“We are now well astride of our steed, China; but the steed has long roamed wild and is run down: it needs grooming, more grain, more training. Further, our saddle and bridle are as yet mere makeshifts: would steed and trappings stand the strain of war? And what would that strain be?

“As for America—that fatuous booby with much money and much sentiment, but no cohesion, no brains of government; stood she alone we should not need our China steed. Well did my friend speak the other day when he called her people a race of thieves with the hearts of rabbits. America, to any warrior race, is not as a foe, but as an immense melon, ripe for the cutting. But there are other warrior races—England, Germany—would they look on and let us slice and eat our fill? Would they?
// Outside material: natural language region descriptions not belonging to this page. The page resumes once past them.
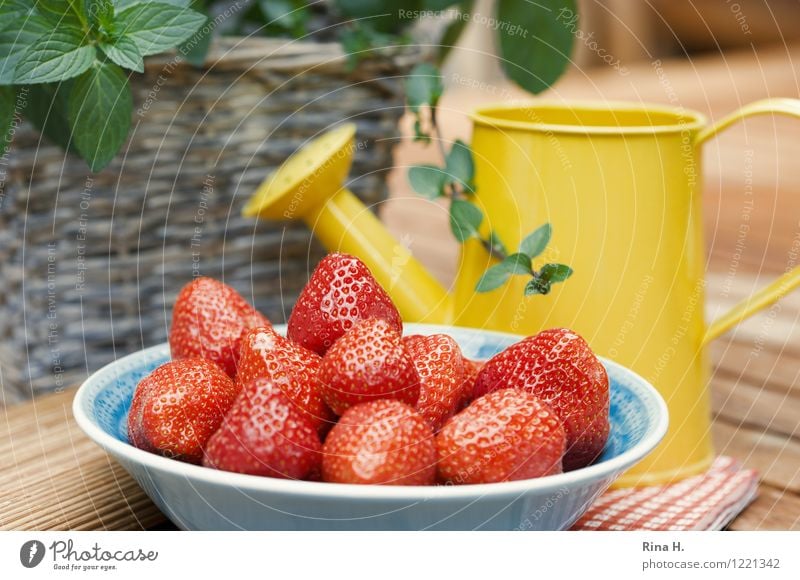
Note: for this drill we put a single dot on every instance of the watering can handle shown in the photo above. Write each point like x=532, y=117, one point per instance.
x=791, y=278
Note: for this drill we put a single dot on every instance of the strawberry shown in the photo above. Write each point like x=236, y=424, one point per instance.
x=209, y=320
x=559, y=367
x=290, y=367
x=265, y=434
x=380, y=442
x=368, y=362
x=507, y=435
x=440, y=366
x=471, y=370
x=178, y=406
x=340, y=292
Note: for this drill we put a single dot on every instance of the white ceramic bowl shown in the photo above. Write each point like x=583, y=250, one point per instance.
x=199, y=498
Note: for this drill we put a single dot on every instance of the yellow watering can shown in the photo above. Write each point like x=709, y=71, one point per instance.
x=620, y=185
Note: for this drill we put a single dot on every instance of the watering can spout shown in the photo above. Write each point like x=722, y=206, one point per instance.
x=310, y=186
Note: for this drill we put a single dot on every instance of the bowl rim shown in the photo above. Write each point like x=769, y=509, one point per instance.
x=338, y=491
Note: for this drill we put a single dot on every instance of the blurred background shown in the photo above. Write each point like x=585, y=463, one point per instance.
x=91, y=261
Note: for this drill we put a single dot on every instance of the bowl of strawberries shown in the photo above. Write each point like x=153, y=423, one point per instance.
x=347, y=418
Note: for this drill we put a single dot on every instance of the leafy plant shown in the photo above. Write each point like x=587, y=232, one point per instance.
x=455, y=181
x=68, y=60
“But, using China as our steed, should our first goal be the land? India? Or the Pacific, the sea that must be our very own, even as the Atlantic is now England’s? The land is tempting and easy, but withal dangerous. Did we begin there, the coarse white races would too soon awaken, and combine, and forever immure us within our long since grown intolerable bounds. It must, therefore, be the sea; but the sea means the Western Americas and all the islands between; and with those must soon come Australia, India. And then the battling for the balance of world-power, for the rest of North America. Once that is ours, we own and control the whole—a dominion worthy of our race!

“North America alone will support a billion people; that billion shall be Japanese with their slaves. Not arid Asia, nor worn-out Europe (which, with its peculiar and quaint relics and customs should in the interests of history and culture, be in any case preserved), nor yet tropical Africa, is fit for our people. But North America, that continent so succulently green, fresh, and unsullied—except for the few chattering, mongrel Yankees—should have been ours by right of discovery: it shall be ours by the higher, nobler right of conquest.”[33]

This apostle of Japanese world-dominion then goes on to discuss in detail how his programme can best be attained. It should be remembered that at the time he wrote America was still an unarmed nation, apparently ridden by pacifism. Such imperialist extravagances as the above do not represent the whole of Japan. But they do represent a powerful element in Japan, against which the white world should be forewarned.


CHAPTER III

BROWN MAN’S LAND

Brown Man’s Land is the Near and Middle East. The brown world stretches in an immense belt clear across southern Asia and northern Africa, from the Pacific to the Atlantic Oceans. The numbers of brown and yellow men are not markedly unequal (450,000,000 browns as against 500,000,000 yellows), but in most other respects the two worlds are sharply contrasted. In the first place, while the yellow world is a fairly compact geographical block, the brown world sprawls half-way round the globe, and is not only much greater in size, but also infinitely more varied in natural features.